No tyranny is more cruel than that which is practiced in the shadow of the law and with the trappings of justice: that is, one would drown the unfortunate by the very plank by which he would hope to be saved.

Moreover, no tyrant ever lacks the instruments necessary to his tyranny. Tiberius always found the judge who was prepared to sentence any person of whom he had the slightest suspicion. In the time of the republic the senate, which did not as a body pass judgment on specific transactions, nevertheless, through a delegation of the people, took cognizance of crimes that were imputed to allies. In a like manner, Tiberius referred to this body the adjudication of all crimes which he considered an act of offense against his person. The senate then fell into a state of utter degradation such as can scarce be described; the senators themselves led the processional into their own enslavement. Under the patronage of Sejanus, the best known among them competed to be informers for the emperor.

–Charles de Secondat, Baron de Montesquieu, Considérations sur les causes de la grandeur des Romains et de leur décadence, ch. xiv (1734) contained in Œuvres complètes, vol. ii, p. 144 (R. Caillois ed. 1951)(S.H. transl.)

The American Founding Fathers were influenced by the lessons they drew from a study of antiquity and particularly helped in this process by Montesquieu and his essay of the rise and collapse of liberty in Rome. In Montesquieu’s study of Tiberius, he reflects how the institutions of government were steadily corrupted by those who sought the favor of the emperor. Judges convicted and sentenced anyone of whom Tiberius grew suspicious; senators vied with one another in denouncing their rivals to him. This reflects the weakness of human nature in the face of power, but Montesquieu focuses on how it causes the disintegration of the justice system. There is something particularly pernicious about a situation in which the outer trappings of justice exist, but the substance has been replaced with a craven homage to the power of the executive. Montesquieu drew on Tactitus for his examples, but subsequent human history can recount many others. In 1946, for instance, just this concern about the warping of justice by a tyrannical spirit led to a decision, controversial at the time it was formed, to put justice ministry officials, prosecutors and judges on trial for their complicity in crimes against humanity under the Nazi regime. Powerful as that example was, others can be cited in societies which retain a better semblance of justice.

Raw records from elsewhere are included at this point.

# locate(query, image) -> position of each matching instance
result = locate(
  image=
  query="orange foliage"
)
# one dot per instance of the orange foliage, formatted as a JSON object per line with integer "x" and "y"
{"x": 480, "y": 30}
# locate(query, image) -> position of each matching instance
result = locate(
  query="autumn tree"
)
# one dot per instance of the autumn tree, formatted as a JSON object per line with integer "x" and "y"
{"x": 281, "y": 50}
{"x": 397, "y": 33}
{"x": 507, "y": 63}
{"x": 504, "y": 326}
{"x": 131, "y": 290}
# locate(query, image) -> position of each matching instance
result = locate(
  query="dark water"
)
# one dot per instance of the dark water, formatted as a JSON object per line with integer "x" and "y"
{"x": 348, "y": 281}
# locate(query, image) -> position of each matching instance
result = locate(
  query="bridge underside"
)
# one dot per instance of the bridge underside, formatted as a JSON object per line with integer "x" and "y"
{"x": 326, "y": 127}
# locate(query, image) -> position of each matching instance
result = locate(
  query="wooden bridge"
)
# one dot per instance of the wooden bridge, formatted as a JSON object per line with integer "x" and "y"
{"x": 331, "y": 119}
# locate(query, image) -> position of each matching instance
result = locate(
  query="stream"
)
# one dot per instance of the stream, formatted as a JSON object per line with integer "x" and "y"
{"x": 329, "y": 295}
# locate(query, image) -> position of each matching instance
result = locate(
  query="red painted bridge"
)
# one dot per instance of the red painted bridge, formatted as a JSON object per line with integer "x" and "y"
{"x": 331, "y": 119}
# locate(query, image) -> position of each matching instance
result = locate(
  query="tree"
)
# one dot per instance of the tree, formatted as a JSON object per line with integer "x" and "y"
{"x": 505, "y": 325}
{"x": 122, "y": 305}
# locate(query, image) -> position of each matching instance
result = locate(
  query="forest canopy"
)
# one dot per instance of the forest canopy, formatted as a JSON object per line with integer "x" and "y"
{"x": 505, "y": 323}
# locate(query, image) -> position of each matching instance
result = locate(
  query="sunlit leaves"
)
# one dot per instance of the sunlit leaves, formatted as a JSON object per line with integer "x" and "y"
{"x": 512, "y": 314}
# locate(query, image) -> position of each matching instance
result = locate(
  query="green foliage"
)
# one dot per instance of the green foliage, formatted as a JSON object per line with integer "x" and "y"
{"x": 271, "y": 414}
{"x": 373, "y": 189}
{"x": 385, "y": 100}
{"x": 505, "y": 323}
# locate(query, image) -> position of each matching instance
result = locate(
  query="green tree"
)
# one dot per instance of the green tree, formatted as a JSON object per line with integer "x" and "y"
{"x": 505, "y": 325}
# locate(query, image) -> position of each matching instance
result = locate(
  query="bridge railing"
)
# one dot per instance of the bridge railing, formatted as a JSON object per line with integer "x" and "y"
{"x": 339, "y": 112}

As for example, in the just-past Bush Administration, in which lawyers of the Justice Department issued memoranda approving torture with presidential authority, authorized warrantless surveillance, launched bogus prosecutions of political rivals and indulged the bribing of foreign government officials in commercial dealings, all in the name of executive power elevated above the law, but given the benefit of formal legality.

Listen to Claudio Arrau perform Ludwig van Beethoven’s Piano Concerto No. 5 in E-Flat Major, op. 73 (1809-11). In the English-speaking world, this work carries the title “The Emperor,” a reference to Napoleon, though that was not of Beethoven’s choosing. Beethoven welcomed and admired Napoleon when he first emerged on the stage of world politics; he viewed him as the herald of a new era of democracy and civil rights. But when Napoleon crowned himself emperor, Beethoven viewed this as an act of betrayal. Beethoven’s attitude towards imperial assumptions of power was mocking, not magnifying.